This is a complicated question, but for a start, your figures are off.  First, interest rates on a 30 year fixed mortgage are currently closer to 4% (assuming, that is, that you qualify).  You would not be financing 100% of the purchase price, but for the sake of argument, let's say that you took a mortgage for $100,000.  At 4%, that would give you a monthly payment (of principal and interest) of $477.42.  That ignores any home owners insurance, property taxes, HOA dues, mortgage insurance and any of the many other expenses of owning a home.

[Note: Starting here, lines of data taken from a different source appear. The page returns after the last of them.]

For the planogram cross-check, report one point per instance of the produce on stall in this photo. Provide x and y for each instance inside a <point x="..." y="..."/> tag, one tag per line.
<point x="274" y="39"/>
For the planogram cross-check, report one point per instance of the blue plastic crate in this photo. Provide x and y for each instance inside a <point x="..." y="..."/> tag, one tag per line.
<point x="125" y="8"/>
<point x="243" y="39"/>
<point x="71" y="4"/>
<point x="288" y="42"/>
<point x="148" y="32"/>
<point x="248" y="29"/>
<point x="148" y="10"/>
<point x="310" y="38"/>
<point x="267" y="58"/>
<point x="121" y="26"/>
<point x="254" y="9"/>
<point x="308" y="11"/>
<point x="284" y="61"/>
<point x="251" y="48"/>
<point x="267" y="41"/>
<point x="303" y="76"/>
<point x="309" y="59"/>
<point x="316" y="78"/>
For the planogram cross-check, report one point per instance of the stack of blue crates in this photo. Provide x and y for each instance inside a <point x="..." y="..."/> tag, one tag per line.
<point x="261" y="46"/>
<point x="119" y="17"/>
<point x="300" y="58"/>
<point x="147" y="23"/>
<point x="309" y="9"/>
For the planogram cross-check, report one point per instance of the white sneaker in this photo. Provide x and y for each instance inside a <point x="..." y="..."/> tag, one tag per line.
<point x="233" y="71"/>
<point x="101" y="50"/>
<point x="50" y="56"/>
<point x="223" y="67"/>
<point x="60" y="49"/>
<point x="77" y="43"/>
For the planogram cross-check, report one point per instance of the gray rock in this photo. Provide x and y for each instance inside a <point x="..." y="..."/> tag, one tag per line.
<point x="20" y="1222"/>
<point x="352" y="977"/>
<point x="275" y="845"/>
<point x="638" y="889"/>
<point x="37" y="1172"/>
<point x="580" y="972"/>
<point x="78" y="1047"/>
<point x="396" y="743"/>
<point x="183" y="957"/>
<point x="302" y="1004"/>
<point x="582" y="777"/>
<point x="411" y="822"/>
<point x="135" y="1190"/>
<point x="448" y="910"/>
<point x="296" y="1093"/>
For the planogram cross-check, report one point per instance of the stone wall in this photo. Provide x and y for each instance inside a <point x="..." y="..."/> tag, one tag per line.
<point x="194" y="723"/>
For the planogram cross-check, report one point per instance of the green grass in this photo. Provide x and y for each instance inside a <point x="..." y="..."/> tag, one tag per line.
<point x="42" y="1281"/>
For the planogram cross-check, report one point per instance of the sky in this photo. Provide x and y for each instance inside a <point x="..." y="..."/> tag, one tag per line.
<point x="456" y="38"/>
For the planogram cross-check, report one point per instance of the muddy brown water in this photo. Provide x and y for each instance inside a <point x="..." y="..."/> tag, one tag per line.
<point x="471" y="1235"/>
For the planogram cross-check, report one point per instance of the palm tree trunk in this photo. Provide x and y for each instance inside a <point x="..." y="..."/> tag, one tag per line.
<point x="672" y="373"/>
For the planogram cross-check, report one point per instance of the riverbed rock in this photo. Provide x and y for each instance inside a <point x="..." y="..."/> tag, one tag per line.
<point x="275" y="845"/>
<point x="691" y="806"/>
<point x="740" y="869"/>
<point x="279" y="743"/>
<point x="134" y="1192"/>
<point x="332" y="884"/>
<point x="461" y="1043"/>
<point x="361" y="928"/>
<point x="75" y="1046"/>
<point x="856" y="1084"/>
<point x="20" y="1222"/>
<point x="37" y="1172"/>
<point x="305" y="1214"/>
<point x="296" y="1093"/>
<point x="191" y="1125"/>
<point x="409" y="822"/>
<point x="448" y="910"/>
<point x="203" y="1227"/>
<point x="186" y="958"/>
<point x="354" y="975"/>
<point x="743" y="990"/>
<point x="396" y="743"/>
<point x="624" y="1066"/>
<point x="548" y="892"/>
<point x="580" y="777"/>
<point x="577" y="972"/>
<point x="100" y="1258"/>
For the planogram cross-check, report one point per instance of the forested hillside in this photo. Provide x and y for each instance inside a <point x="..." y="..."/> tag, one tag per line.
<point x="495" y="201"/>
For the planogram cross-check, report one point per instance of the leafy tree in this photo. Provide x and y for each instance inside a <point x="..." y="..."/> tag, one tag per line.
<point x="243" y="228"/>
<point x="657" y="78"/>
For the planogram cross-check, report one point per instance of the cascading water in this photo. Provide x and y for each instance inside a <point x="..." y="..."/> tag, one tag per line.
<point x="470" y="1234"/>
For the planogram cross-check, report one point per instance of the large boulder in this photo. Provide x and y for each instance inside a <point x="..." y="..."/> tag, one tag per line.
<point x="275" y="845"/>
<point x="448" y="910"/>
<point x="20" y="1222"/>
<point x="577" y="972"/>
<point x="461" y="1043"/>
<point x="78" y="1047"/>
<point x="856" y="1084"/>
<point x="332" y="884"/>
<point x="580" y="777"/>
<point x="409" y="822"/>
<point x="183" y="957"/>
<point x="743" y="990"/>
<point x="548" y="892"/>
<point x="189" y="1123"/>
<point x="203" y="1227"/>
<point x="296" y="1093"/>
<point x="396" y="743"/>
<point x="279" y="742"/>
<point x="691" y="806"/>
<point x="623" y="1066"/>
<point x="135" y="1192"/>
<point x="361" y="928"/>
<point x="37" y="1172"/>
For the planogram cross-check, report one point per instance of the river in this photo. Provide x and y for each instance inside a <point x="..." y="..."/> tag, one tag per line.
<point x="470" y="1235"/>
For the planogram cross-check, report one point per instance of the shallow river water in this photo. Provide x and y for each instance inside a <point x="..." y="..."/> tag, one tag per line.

The first payment would be $144.08 in principal and $333.33 in interest.  The amount of interest decreases with each payment, as there is less principal on which to pay the interest.  At the end of 10 years, your total payments will be $57,290.40, of which 21,216.08 was principal and 36,074.32 was interest.  The interest -- at least currently -- is tax deductible, so the amount you would actually be paying is less.
This would leave a balance of $78,783.92 on your loan. There are, of course, ways to pay the loan off more quickly, such as taking a 15 year mortgage. Your monthly payment would be higher, but the interest rates are lower, and more of the payment would be applied to the principal. Speak to a mortgage broker for details and to see if you qualify.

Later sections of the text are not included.